The Talmud somewhat addresses this in Bava Metzia:

“R. Chaninah told this story: Some rabbinic scholars bought one pile of wheat from some gentile soldiers. [The scholars] found in it a bundle of money and returned it to [the soldiers]. [The soldiers] said 'Blessed is the G-d of the Jews.'”

It's not perfectly analogous to the Delta situation, but the point is that Jews should hold themselves to an elevated moral standard because doing so is a kiddush HaShem, a sanctifcation of God's name. Presumably, acting unethically (even only a tad bit), could be a chillul HaShem, a desecration of God's name. 

If this author had heard about the deal on time, perhaps he would've also taken advantage of Delta and written a post rationalizing why it's the company's obligation to post correct prices, not the consumer's obligation to speculate about what constitute's fair compensation, and not the Jewish consumer's obligation to figure out the line between sanctification and desecration of God's name.

But he got to the party late, so here he is agitating his good friends who were lucky enough to raid Delta before it fixed the glitch.

The point here is not to judge. The nature of any ethical dilemma is that both sides have legitimate arguments. For one, major companies usually account, in advance, for a certain amount of money that will be lost throughout the year–often through outright theft, in the case of a department store, but also through day-to-day errors. 

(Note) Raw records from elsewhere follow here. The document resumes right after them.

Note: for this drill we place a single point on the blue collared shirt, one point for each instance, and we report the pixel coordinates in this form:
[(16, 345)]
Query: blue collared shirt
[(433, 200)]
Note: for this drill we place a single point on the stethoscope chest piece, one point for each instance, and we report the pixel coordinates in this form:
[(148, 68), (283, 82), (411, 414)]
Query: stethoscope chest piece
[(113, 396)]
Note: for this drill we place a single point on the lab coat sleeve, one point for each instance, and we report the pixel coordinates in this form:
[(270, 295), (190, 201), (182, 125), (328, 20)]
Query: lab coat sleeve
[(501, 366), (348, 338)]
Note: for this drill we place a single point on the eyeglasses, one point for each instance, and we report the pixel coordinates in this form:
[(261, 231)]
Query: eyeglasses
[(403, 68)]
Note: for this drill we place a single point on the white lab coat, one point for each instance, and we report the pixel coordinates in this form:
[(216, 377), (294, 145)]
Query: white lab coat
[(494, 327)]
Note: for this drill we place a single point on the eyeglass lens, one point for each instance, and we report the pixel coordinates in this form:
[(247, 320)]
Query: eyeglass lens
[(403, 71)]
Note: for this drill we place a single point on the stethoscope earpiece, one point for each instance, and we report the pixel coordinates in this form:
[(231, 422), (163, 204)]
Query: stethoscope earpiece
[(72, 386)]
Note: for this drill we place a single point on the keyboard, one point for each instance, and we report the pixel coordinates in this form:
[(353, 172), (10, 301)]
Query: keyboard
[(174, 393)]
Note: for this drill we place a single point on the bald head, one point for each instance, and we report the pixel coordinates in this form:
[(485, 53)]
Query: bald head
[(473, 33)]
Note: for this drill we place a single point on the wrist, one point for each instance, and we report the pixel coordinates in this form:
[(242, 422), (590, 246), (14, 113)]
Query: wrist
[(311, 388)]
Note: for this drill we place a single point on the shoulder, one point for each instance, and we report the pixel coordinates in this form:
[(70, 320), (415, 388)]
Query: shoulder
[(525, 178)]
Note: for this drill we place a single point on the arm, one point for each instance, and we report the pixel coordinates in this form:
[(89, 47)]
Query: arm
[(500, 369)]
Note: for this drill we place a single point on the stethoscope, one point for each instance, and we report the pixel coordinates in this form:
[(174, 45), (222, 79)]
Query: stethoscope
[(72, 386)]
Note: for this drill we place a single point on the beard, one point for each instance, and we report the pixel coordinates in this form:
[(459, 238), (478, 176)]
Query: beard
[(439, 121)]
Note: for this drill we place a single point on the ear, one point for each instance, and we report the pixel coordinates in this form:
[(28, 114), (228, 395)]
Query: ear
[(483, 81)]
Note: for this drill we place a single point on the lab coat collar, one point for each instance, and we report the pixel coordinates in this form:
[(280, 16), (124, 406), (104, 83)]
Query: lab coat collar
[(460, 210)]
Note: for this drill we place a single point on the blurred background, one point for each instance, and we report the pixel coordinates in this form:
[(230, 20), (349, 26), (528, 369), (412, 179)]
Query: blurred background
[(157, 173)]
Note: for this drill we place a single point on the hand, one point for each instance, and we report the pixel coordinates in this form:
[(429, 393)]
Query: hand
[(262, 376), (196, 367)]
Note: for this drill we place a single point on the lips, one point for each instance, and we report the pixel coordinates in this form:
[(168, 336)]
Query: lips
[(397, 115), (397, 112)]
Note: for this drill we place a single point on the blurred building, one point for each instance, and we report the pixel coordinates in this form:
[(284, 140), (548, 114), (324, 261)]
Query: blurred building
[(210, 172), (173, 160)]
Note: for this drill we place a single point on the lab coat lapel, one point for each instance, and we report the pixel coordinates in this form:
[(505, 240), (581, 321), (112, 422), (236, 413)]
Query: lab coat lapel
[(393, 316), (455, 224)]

But it's disconcerting that a huge portion of Americans, and Jews in particular, seem to have ignored the very existence of an ethical dilemma in this case. This author has no beef with someone who thought through the ethics and decided it was ok to purchase a glitch ticket. But one would hope that at the very least, if anyone would be concerned about ethical dilemmas, consumer obligations and chillul HaShem, it would be the sister who bragged in a public forum that her four siblings (studying Torah) in seminary purchased round-trip Passover glitch tickets for $46 apiece.